The Leadership Workshop is a component of the AICPA Minority Initiatives Committee's strategy to promote diversity in the accounting profession.
Attendees were recipients of the 2007-2008 AICPA Scholarship for Minority Students and outstanding students selected by affiliated organizations; CPA state societies, the Association of Latino Professionals in Finance and Accounting; the National Association of Black Accountants, National Council of Philippine American Canadian Accountants, INROADS, Management Leadership for Tomorrow and other outreach groups.
"We are grateful for all the support and hard work of our strategic partners in making this conference a true success," said Ostine Swan, CPA, AICPA senior manager for diversity, work/life and women's initiatives. "The students who participated made great contributions and really helped get the word out about the availability of scholarships as evidenced by all of the new applications we received."
"As a Hispanic immigrant, this conference has made me more confident of the positive value of my diverse background and experiences. Attending the conference has motivated and inspired me to work as hard as I can to succeed in becoming a CPA and to contribute to my community as much as I can," stated Diego Castiblanco, junior, Georgia State University.
Alumni from past workshops assisted with activities and offered students advice on passing the CPA exam and entering the workforce.
"The impact the Accounting Scholars Leadership Workshop has on the future of the CPA profession -- and on the business environment as a whole -- is incredible," said Peggy Dzierzawski, conference chair and member of the Minority Initiatives Committee. "To be able to look out into a room full of future leaders who are ready and eager to forge ahead is inspiring."
The students were charged with brainstorming fresh ideas and marketing strategies for recruiting the next generation of accounting students and future CPAs. Capitalizing on their enthusiasm they wrote and performed the following songs, "Save the Day.

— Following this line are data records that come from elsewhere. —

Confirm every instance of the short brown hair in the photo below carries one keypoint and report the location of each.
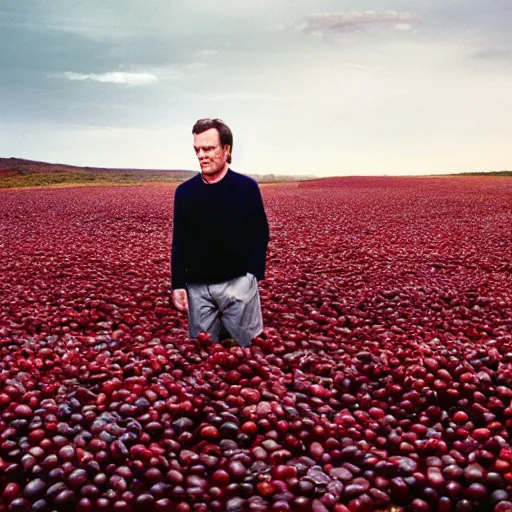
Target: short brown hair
(225, 134)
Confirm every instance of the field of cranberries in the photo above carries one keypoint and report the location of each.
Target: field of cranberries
(382, 381)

Be a CPA," "Those Other Majors Don't Know U.S. GAAP," which was their take on Justin Timberlake's "I'm Bringing Sexy Back," and "I Have Nothing Without My CPA," taken from Whitney Houston's "I Have Nothing."
The program concluded with an awards ceremony and speech by William Ezzell, CPA, president of the AICPA Foundation. "Having the opportunity to participate in the Leadership Conference was an exciting experience for me," Ezzell said. "Seeing firsthand the quality and enthusiasm of students we hope will become future leaders of this great profession was very reassuring. These young people surely have the capabilities, and my hope is we helped them add to their confidence when it comes to taking the next step and becoming CPAs."
The primary mission of the AICPA's diversity programs is to assist minorities in becoming CPAs and encouraging their advancement and retention within the accounting profession. Accounting enrollments are up almost 19 percent to more than 203,000 students across all degree programs, according to the AICPA's 2008 Supply and Demand study. Minorities comprised 26 percent of Bachelor's enrollments: 11 percent Black/African American; 8 percent Asian; 6 percent Hispanic/Latino and 1 percent American Indian/Alaskan Native.